Artinya: Yang benar bahwa mimpi itu tidak bisa untuk menetapkan hkum syariah dan tidak bisa dijadikan bukti. Walaupun mimpi tentang Nabi itu benar dan setan tidak bisa menirunya. Akan tetapi, orang yang tidur (yang bermimpi) bukanlah ahli tahamul dan riwayah karena tidak dapat menjaganya. Adapun mimpi yang diriwayatkan dalam adzan lalu Nabi memerintahkan untuk mengamalkannya, maka hujjahnya tidak terletak di mimpi, namun hujjahnya terletak pada perintah Nabi atasnya yang memiliki kekuatan ilmu.

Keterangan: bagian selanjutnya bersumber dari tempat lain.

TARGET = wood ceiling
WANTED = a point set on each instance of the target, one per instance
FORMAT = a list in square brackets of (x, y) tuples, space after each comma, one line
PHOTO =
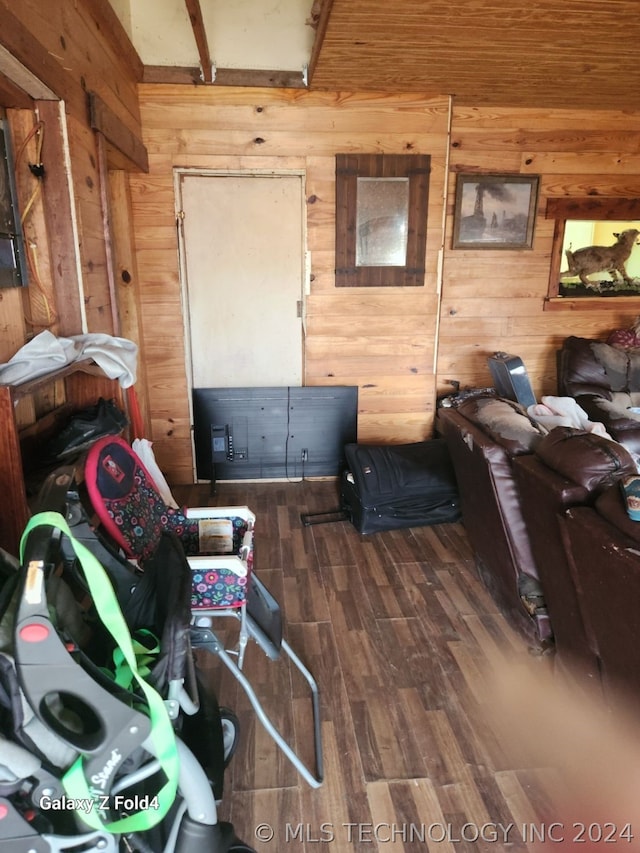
[(532, 53)]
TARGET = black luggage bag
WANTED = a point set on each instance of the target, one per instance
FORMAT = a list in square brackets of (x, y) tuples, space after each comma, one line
[(404, 485)]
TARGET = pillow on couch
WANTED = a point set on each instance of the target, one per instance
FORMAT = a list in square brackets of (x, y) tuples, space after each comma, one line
[(505, 422), (585, 458)]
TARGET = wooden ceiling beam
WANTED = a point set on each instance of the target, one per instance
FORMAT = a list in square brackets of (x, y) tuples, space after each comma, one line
[(321, 22), (200, 34), (247, 77)]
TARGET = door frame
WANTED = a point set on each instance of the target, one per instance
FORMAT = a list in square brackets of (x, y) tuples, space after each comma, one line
[(305, 273)]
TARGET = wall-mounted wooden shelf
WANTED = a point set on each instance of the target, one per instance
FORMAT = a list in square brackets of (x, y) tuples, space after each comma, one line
[(29, 414)]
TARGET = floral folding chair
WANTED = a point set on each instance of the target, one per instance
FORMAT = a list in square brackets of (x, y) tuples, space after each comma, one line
[(219, 545)]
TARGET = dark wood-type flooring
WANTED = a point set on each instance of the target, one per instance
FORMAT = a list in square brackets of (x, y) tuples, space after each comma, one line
[(399, 633)]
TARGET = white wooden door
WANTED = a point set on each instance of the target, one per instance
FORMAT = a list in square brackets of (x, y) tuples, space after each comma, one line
[(243, 261)]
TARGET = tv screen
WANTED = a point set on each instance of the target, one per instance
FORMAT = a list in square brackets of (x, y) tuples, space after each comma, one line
[(273, 433)]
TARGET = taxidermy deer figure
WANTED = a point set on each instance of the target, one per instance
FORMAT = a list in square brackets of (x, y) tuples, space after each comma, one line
[(611, 259)]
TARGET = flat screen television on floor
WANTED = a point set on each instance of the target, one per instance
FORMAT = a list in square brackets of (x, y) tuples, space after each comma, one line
[(273, 433)]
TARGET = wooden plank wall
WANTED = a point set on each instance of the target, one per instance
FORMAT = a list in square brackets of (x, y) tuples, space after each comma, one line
[(381, 339), (494, 299), (74, 48)]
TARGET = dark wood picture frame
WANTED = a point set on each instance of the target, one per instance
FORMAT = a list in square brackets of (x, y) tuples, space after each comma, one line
[(495, 211), (415, 168)]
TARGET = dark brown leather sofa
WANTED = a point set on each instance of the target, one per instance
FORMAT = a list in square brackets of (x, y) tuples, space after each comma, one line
[(484, 435), (603, 545), (568, 468), (605, 382), (516, 484)]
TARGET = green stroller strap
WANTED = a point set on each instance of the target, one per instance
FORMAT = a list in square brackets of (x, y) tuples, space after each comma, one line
[(162, 736)]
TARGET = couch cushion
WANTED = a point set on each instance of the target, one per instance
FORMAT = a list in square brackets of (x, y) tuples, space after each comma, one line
[(579, 372), (586, 458), (615, 363), (505, 422)]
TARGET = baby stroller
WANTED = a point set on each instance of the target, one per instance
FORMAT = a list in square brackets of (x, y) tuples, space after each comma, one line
[(101, 716)]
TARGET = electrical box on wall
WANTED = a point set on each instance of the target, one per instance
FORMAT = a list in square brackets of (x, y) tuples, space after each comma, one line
[(13, 272)]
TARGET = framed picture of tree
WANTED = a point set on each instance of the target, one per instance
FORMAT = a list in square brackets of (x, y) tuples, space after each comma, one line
[(495, 211)]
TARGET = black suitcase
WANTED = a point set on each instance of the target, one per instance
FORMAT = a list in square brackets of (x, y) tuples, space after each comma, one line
[(405, 485), (511, 379)]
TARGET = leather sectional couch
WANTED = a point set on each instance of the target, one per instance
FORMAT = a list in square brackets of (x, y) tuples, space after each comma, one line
[(605, 381), (522, 492)]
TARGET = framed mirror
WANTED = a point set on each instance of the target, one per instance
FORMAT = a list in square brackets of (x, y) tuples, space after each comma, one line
[(381, 219)]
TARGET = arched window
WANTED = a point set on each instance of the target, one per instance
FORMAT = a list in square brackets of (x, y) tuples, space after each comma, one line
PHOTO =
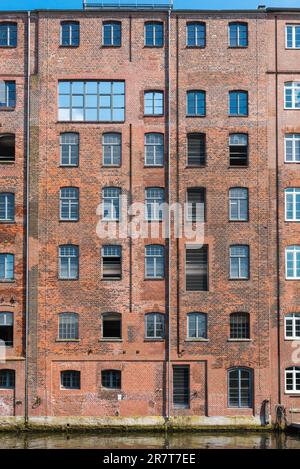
[(68, 326), (111, 326), (195, 34), (154, 149), (240, 387), (155, 326), (70, 379), (292, 379), (7, 379), (239, 326), (197, 325), (238, 34), (154, 261), (154, 34), (111, 379), (7, 148), (111, 149)]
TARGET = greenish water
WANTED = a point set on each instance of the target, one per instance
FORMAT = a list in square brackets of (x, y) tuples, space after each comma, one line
[(149, 440)]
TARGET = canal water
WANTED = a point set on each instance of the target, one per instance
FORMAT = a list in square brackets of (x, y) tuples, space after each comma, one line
[(149, 441)]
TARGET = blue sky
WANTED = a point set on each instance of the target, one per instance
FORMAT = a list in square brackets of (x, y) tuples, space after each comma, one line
[(201, 4)]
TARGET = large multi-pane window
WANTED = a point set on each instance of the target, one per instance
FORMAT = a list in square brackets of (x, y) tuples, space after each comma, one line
[(238, 149), (8, 34), (68, 262), (238, 103), (154, 326), (292, 326), (111, 33), (7, 206), (292, 33), (69, 203), (70, 379), (111, 203), (239, 326), (111, 147), (239, 262), (111, 262), (7, 94), (196, 268), (292, 262), (196, 204), (154, 199), (111, 379), (7, 329), (238, 204), (154, 149), (292, 204), (195, 34), (292, 148), (69, 33), (69, 149), (7, 379), (153, 103), (196, 105), (292, 379), (292, 95), (7, 267), (240, 387), (154, 34), (95, 101), (197, 326), (238, 34), (154, 261), (196, 150), (111, 326), (68, 326)]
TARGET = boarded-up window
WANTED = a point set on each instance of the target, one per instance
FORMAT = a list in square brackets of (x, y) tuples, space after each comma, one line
[(197, 268), (111, 262), (181, 386), (196, 149)]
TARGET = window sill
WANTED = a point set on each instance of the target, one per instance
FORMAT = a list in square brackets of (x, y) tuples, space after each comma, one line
[(110, 340), (67, 340), (196, 340), (149, 339), (239, 340)]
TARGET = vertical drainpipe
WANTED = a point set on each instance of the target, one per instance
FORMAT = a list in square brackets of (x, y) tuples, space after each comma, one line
[(277, 219), (27, 217), (169, 217)]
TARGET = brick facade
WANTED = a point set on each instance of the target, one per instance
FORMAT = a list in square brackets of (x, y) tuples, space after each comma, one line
[(147, 365)]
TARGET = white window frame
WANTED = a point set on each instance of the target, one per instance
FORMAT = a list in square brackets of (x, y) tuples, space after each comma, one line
[(294, 138), (294, 370), (294, 192), (295, 250), (294, 86), (293, 26), (294, 317)]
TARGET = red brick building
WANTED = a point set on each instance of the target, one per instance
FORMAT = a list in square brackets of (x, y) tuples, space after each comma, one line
[(145, 106)]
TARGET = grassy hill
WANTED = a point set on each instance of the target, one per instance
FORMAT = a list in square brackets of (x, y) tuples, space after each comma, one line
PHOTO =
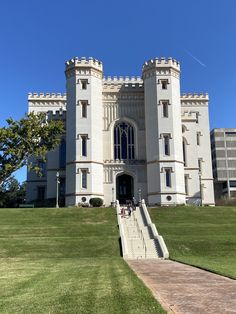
[(200, 236), (66, 260)]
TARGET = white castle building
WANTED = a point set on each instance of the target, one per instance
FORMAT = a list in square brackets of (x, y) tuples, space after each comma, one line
[(126, 137)]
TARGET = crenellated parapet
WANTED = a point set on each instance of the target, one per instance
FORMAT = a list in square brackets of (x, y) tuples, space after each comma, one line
[(46, 96), (195, 96), (194, 99), (122, 82), (84, 62)]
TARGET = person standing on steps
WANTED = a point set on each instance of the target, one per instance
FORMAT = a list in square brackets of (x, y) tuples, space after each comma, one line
[(129, 210)]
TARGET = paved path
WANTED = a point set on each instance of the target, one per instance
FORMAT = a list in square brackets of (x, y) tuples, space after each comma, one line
[(185, 289)]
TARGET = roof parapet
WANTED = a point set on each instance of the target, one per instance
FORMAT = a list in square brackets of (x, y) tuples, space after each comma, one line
[(84, 62), (161, 62), (47, 96), (192, 96)]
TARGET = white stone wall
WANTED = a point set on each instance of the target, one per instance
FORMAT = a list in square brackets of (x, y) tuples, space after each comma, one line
[(132, 100)]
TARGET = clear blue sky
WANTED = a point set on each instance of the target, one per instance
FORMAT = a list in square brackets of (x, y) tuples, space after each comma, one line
[(37, 36)]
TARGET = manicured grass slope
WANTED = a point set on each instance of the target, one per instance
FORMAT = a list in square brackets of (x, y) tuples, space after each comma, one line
[(200, 236), (66, 261)]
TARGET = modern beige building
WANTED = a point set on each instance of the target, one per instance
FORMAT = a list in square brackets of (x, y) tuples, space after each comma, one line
[(127, 137), (223, 146)]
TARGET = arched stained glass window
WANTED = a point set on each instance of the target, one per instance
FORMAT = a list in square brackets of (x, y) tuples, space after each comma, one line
[(124, 141)]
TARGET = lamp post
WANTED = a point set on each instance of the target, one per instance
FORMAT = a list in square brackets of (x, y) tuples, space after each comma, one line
[(58, 182), (113, 201), (200, 183), (139, 196)]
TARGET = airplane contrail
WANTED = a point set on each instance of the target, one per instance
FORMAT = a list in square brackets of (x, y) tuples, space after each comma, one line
[(196, 59)]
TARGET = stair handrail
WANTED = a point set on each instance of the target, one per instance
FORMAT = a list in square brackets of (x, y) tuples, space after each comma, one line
[(122, 233), (141, 234), (159, 238)]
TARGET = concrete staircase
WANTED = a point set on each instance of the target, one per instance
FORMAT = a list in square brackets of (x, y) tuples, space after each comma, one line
[(139, 237)]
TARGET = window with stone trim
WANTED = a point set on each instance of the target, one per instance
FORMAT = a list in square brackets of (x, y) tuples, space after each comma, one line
[(84, 84), (165, 109), (166, 139), (84, 139), (164, 83), (167, 172), (84, 108), (124, 141), (84, 179), (198, 138), (186, 177)]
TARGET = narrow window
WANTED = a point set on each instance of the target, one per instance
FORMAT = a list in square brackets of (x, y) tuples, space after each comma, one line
[(84, 145), (198, 138), (42, 168), (84, 178), (166, 144), (165, 109), (84, 109), (184, 152), (168, 177), (164, 84), (197, 117), (186, 183), (84, 84), (124, 141), (62, 154)]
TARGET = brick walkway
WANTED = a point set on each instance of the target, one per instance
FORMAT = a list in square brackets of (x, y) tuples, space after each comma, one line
[(185, 289)]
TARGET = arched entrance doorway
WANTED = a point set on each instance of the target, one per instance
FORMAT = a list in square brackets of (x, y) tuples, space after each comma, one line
[(124, 188)]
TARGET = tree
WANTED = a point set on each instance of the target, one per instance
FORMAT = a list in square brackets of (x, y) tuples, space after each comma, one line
[(31, 136), (12, 193)]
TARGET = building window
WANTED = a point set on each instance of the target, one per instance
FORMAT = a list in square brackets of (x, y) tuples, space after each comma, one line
[(166, 144), (198, 138), (168, 177), (84, 139), (185, 152), (62, 154), (84, 105), (165, 105), (42, 168), (84, 84), (164, 84), (200, 164), (186, 183), (197, 117), (84, 173), (40, 193), (124, 141)]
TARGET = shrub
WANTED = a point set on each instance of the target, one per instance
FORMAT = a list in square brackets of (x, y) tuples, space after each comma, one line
[(96, 201)]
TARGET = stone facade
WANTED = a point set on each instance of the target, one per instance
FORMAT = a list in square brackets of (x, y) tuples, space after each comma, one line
[(127, 137)]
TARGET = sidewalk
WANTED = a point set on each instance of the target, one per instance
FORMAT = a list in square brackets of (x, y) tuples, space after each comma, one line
[(185, 289)]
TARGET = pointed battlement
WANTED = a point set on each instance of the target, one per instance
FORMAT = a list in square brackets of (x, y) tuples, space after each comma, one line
[(46, 96), (84, 62), (56, 115), (193, 96), (161, 63)]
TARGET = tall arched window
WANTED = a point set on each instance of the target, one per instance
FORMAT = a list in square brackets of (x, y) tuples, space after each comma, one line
[(124, 141)]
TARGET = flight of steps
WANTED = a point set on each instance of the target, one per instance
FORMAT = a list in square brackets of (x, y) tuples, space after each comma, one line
[(139, 239)]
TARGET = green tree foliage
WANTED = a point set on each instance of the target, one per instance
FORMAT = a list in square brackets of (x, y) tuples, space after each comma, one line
[(31, 136), (12, 193)]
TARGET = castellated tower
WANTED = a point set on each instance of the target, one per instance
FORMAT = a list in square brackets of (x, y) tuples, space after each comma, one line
[(164, 151), (84, 124)]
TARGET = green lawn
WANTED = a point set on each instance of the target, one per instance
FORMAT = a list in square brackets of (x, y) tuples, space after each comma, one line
[(66, 261), (200, 236)]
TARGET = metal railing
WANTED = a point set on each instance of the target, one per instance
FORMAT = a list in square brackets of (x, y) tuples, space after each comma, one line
[(140, 232)]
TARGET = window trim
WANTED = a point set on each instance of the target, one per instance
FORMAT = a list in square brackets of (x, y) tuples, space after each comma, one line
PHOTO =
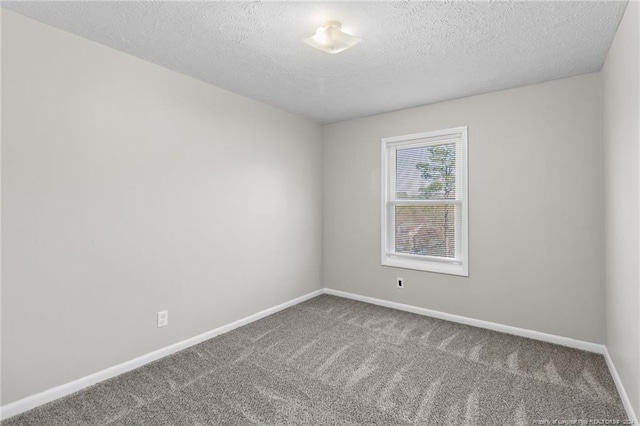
[(425, 263)]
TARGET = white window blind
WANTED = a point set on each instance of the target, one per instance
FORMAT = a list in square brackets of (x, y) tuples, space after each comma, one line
[(425, 201)]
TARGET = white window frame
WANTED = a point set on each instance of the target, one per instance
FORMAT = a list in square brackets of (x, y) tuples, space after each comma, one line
[(458, 266)]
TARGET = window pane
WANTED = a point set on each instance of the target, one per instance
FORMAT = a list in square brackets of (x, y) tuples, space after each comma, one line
[(426, 172), (426, 230)]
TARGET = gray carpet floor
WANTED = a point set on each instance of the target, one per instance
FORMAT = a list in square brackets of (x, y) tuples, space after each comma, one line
[(333, 361)]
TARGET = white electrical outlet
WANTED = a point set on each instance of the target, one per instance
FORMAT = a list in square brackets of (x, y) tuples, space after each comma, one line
[(163, 318)]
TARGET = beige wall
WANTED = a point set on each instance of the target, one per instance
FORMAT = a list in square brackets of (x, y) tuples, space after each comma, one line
[(535, 209), (621, 134), (128, 189)]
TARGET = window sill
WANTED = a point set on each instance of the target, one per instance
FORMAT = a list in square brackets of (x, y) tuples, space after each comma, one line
[(426, 265)]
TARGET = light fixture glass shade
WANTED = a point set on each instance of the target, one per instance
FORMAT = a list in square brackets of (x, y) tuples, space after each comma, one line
[(331, 39)]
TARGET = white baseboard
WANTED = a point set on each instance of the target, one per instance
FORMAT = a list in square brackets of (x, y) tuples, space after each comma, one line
[(54, 393), (531, 334), (623, 394), (57, 392)]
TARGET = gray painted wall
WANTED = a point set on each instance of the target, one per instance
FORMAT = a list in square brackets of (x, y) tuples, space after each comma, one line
[(128, 189), (621, 134), (535, 209)]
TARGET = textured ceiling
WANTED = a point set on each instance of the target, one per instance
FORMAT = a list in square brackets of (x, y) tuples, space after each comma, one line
[(412, 53)]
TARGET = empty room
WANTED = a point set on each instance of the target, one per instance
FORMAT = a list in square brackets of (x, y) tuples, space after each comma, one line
[(320, 213)]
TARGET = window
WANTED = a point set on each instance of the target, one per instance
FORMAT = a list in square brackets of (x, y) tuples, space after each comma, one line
[(424, 210)]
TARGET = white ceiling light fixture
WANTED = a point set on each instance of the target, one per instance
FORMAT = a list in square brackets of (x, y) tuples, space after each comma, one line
[(331, 39)]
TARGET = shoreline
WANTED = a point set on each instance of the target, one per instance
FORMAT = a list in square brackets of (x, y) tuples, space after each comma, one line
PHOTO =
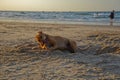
[(61, 22), (18, 60)]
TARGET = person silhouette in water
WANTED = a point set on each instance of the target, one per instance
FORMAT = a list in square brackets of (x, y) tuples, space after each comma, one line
[(112, 15)]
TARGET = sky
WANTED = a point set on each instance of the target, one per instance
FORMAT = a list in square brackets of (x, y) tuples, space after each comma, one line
[(60, 5)]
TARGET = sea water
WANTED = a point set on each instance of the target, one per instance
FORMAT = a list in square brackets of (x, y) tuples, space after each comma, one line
[(87, 18)]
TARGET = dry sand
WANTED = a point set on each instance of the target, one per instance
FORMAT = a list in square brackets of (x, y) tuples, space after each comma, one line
[(18, 61)]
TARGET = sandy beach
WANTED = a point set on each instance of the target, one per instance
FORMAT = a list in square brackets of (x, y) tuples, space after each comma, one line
[(18, 60)]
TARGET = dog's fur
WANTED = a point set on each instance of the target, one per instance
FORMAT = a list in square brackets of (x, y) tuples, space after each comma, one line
[(55, 42)]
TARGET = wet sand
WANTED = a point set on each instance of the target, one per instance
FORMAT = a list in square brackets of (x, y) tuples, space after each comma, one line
[(18, 60)]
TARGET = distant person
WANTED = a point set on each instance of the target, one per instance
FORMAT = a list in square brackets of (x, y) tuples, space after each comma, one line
[(112, 15)]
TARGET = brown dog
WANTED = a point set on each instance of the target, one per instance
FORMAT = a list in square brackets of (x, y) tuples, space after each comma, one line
[(55, 42)]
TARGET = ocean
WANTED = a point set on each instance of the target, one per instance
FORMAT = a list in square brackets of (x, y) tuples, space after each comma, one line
[(87, 18)]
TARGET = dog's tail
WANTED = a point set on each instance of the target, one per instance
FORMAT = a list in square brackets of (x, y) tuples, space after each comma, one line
[(84, 48)]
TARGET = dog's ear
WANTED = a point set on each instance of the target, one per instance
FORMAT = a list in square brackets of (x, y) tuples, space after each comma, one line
[(40, 32)]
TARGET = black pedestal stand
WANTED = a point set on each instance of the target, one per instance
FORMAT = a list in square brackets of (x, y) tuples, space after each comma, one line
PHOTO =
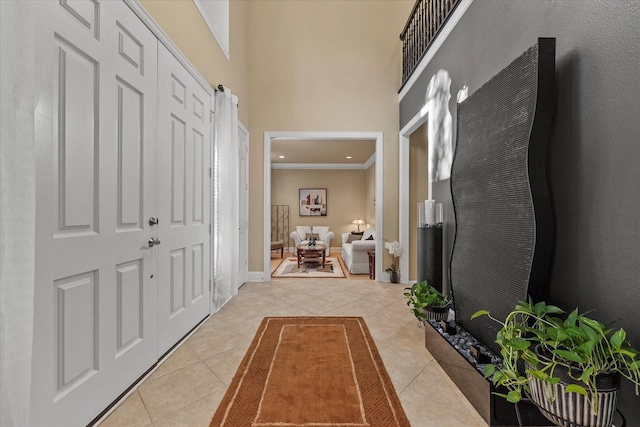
[(430, 256)]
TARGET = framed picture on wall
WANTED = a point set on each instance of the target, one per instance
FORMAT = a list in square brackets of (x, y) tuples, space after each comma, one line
[(313, 201)]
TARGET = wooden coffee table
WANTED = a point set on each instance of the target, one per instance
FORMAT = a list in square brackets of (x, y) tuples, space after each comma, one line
[(311, 254)]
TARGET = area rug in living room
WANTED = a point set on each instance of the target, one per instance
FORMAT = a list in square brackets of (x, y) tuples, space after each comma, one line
[(311, 371), (289, 268)]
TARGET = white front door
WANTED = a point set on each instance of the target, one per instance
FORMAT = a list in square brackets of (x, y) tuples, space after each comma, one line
[(184, 161), (95, 323), (243, 205)]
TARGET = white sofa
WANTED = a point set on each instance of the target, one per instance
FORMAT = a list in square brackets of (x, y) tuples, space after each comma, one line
[(299, 236), (354, 254)]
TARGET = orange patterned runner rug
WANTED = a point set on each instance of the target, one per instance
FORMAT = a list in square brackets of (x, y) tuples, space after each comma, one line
[(311, 371)]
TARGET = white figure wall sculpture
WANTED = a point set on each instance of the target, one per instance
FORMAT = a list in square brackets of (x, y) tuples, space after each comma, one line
[(440, 127)]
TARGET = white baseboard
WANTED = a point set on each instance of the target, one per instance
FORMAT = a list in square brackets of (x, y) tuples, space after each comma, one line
[(255, 276)]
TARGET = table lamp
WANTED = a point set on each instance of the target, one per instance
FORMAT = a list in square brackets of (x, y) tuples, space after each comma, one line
[(359, 222)]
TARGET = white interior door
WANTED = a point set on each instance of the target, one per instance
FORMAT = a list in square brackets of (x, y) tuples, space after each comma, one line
[(243, 205), (95, 325), (184, 162)]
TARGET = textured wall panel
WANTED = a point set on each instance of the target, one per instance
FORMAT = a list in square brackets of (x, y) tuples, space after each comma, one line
[(504, 226)]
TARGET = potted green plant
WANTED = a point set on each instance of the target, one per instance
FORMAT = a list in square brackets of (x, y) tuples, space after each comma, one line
[(568, 359), (395, 250), (426, 302)]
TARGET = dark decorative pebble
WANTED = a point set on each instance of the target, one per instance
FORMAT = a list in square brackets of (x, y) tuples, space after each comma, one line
[(462, 342)]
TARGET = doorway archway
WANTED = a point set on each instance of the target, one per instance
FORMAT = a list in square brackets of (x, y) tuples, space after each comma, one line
[(270, 136)]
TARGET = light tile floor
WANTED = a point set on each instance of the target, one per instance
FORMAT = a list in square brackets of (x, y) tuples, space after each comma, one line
[(187, 388)]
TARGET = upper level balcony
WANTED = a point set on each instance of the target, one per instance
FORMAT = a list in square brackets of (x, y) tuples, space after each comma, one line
[(425, 22)]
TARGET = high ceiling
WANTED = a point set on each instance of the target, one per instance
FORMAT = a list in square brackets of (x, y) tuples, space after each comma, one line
[(322, 151)]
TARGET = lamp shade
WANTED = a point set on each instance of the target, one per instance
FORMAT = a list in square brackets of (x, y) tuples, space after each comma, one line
[(358, 222)]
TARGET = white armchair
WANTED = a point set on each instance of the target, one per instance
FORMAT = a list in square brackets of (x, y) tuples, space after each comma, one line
[(354, 254), (302, 233)]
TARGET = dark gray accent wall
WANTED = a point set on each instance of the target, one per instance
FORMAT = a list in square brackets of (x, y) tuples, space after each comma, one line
[(595, 144)]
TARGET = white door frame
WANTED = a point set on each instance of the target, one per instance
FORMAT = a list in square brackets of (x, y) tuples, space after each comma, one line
[(269, 136), (244, 193), (403, 159)]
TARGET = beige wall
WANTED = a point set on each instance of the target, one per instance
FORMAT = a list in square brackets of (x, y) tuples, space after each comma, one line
[(418, 189), (303, 66), (370, 202), (346, 197), (325, 66), (184, 25)]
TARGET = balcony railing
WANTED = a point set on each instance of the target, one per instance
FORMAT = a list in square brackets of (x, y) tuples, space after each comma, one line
[(425, 21)]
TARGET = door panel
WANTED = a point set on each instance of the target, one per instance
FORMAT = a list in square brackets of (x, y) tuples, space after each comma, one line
[(95, 324), (184, 155)]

Mukasyafah Tidak Bisa Menjadi Hujjah, apalagi Mimpi

Menurut Abdul Wahab al-Sya’rani dalan kitab Al-Tabaqat al-Kubro (hlm. 4/2), mukasyafah atau ilham bagi orang wali itu tidak dapat dijadikan hujah apabila berlawanan dengan syariah dalam al-Quran dan Sunnah. Karena, mukasyafah itu tidak ma’sum (tidak lepas dari salah), sedangkan al-Quran dan al-Sunnah itu pasti benarnya dan tidak mungkin salah (ma’sum).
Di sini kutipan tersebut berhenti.